Why is Edward DeMarco important right now?

The Obama Administration has been trying to persuade DeMarco to allow Fannie and Freddie to do the same thing that private banks are currently doing: offer debt forgiveness to borrowers who have stopped making payments on their mortgages.

There are several very good reasons for Fannie and Freddie to do this. It would help people stay in their homes, thereby stabilizing the housing market and preventing a whole generation of middle class homeowners from falling into poverty. It would boost consumer spending, because a nationwide record level of housing debt is keeping people from spending money on other things. Consumer spending accounts for more than two-thirds of all economic activity, so offering debt forgiveness to homeowners would help the economy recover.

It would also save taxpayers a lot of money. When people default on a Fannie or Freddie mortgage, taxpayers will never collect the value of that entire debt. If defaulters are offered debt relief, most of them would be able to resume making payments on their loans. According to the Federal Housing Finance Agency’s own calculations, taxpayers would save at least $1 billion if Fannie and Freddie offered debt forgiveness.

And the Obama Administration made it easier for DeMarco to say “yes” by offering Fannie and Freddie additional incentives totaling $2.7 billion to do it.

But last week DeMarco said “no,” and the reason he gave is both spurious and unrealistic. DeMarco, a conservative Bush appointee, said that, if Fannie and Freddie offered debt forgiveness, borrowers who are currently making payments but are underwater on their loans (the value of their homes is less than the outstanding balances on their mortgages) would stop making payments in the hope of qualifying for debt forgiveness. This is referred to as “strategic default.”

This is standard right-wing, Republican bullshit. It stems from the notion that people are inherently greedy, and that poor people in particular will do anything--even if it’s stupidly self-destructive--in order to get a government handout. Actually, the reverse is true: rich conservatives have proved themselves to be greedy beyond belief and have always been obscenely quick to line up for government largess, as the Bush administration proved. While the rich can take subsidies and government contracts without batting an eye, the poor must be scourged of any hope for government assistance in their time of need.

Private banks have offered debt forgiveness now for several years without seeing a surge of new defaults. In fact millions of American families have made the choice not to strategically default in the face of a record fall in home values. Why? Because defaulting would ruin their credit histories. It could also affect their ability to get jobs, as more employers now run credit and background checks on their employees (yes, poor people have to work for a living, unlike the rich). And then there’s pride. Sociologists report that most people place a high value on their ability to pay their own way and will resist default, even when it would make more financial sense for them to enter bankruptcy. DeMarco and his ilk have it exactly backwards.

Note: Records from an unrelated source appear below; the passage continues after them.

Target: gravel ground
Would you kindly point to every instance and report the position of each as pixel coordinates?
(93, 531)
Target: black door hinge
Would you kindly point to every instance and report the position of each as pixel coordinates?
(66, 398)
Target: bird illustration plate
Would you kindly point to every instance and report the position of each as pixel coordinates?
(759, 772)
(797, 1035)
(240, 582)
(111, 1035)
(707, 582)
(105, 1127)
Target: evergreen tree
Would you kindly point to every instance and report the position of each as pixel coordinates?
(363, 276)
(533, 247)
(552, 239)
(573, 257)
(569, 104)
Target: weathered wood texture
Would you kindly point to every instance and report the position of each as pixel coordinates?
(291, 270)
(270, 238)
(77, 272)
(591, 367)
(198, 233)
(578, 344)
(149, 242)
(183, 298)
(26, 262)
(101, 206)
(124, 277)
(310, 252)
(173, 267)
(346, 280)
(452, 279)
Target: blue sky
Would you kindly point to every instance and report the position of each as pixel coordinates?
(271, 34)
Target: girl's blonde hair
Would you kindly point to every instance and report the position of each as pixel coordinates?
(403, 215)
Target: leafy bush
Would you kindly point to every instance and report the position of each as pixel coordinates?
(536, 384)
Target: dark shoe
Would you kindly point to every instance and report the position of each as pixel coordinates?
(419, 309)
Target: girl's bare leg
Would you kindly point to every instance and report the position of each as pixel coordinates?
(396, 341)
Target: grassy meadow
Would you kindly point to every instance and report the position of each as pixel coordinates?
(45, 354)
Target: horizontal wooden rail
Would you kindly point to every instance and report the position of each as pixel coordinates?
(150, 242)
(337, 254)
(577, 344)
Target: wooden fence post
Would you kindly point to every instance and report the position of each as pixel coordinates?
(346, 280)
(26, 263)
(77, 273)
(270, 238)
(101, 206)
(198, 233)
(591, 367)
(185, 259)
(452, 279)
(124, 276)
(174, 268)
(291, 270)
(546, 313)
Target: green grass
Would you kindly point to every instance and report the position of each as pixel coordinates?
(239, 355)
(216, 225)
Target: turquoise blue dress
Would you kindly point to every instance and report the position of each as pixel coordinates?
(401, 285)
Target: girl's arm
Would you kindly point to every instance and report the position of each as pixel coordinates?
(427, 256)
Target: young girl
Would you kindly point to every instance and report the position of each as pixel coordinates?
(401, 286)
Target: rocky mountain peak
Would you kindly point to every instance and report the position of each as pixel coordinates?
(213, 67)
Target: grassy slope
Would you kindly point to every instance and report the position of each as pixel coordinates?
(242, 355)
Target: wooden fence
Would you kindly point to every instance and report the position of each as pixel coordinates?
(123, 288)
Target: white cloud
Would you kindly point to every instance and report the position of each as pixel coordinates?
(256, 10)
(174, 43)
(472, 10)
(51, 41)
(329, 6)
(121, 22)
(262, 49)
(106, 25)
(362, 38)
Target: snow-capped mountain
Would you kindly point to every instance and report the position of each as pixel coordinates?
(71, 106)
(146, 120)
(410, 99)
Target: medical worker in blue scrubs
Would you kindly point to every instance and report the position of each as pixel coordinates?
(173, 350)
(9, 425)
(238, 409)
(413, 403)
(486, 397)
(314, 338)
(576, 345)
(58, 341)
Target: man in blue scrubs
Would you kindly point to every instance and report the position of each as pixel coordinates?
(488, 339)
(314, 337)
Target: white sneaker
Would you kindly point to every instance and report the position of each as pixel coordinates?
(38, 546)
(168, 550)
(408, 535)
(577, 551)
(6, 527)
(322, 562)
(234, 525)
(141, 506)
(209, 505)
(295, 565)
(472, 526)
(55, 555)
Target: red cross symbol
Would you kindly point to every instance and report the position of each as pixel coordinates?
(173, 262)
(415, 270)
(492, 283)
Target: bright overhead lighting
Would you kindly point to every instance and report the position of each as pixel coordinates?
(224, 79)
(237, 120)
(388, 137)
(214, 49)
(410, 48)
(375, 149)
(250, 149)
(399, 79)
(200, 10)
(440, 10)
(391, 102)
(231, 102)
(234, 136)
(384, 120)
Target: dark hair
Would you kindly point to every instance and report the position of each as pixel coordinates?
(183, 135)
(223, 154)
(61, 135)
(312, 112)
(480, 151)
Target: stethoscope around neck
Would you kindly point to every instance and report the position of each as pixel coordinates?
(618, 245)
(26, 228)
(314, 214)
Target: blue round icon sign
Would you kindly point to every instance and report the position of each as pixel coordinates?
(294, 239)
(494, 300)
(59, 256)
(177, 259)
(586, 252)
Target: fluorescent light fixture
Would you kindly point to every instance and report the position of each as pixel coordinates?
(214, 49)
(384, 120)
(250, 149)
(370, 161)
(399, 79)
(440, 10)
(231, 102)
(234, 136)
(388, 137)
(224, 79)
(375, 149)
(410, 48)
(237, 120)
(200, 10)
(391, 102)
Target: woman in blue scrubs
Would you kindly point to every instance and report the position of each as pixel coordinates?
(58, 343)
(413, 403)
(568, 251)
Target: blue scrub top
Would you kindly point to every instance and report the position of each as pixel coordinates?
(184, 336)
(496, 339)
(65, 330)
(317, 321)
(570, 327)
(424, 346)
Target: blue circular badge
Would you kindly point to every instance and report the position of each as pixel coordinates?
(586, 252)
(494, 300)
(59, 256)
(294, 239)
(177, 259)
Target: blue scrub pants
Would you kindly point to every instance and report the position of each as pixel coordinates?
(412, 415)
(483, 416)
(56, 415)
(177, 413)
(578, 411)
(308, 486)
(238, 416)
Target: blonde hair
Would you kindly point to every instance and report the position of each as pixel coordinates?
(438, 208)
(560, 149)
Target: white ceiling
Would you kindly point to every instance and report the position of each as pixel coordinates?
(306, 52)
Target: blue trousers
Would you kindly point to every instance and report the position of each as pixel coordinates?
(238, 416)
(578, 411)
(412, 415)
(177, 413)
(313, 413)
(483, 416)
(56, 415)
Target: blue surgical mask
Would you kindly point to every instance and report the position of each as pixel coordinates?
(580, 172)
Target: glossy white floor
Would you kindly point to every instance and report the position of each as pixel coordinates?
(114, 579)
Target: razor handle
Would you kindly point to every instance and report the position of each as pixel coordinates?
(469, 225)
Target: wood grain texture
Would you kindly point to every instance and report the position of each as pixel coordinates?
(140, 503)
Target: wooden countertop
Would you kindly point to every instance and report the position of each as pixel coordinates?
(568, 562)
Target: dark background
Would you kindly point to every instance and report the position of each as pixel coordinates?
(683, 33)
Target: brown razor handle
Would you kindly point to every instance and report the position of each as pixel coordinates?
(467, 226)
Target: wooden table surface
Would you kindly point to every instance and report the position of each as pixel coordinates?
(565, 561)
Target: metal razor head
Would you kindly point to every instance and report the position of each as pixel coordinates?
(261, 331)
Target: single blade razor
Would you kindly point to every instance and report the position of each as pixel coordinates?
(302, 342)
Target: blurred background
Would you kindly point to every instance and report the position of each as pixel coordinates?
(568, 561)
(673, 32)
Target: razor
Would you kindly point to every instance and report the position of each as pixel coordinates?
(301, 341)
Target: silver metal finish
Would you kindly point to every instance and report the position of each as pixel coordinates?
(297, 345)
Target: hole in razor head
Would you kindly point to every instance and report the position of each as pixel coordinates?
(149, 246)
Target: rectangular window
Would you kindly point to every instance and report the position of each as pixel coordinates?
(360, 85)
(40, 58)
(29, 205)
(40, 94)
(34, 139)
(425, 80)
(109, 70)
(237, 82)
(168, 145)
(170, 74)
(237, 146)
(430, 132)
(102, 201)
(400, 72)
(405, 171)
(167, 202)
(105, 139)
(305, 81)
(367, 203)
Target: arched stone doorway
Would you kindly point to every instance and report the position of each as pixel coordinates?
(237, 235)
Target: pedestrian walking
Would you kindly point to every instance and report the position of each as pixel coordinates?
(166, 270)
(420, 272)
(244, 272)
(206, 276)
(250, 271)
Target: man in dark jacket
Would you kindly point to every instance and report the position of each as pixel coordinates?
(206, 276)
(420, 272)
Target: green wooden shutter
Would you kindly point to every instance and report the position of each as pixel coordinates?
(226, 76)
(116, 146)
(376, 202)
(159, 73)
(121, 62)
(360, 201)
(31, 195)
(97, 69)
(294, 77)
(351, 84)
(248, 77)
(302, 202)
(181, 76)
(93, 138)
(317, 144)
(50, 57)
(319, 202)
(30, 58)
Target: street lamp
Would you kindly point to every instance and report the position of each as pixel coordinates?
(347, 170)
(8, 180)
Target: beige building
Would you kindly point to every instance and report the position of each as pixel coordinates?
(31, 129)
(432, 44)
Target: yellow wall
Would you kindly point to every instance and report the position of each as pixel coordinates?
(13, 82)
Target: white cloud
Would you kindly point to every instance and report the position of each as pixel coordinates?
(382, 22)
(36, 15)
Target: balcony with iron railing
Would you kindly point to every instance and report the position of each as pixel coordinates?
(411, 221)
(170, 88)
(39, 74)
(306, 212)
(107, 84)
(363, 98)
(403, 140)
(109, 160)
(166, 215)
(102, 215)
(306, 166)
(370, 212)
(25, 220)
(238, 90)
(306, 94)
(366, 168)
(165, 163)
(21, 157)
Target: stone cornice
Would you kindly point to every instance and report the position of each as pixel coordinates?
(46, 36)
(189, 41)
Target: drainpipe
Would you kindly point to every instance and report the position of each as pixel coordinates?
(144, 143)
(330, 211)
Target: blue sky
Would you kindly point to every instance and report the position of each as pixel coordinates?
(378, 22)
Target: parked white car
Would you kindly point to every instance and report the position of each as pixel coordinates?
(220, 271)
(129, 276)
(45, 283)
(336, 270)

Unless, of course, they’re talking about American corporations. Strategic defaults or bankruptcies are quite common in the business world. The upper management of a company can make the decision to take an ailing company through bankruptcy, where they can downsize, layoff employees, and sell off assets to pay a portion of the company’s debts. Management negotiates with banks, bondholders, vendors and other lenders over who gets paid and how much, and whether the lenders will forgive any of the company’s debt. Many corporations emerge from bankruptcy intact, having negotiated their debt down to a more manageable level. But DeMarco and his Republican allies don’t want average Americans to have that same ability.

Barack Obama has been trying to replace DeMarco with his own appointee, but for the last three years Senate Republicans have blocked the vast majority of Obama’s nominations out of partisan squabbling and gamesmanship. It’s time voters punished the Republicans at the polls for their hypocrisy and contempt.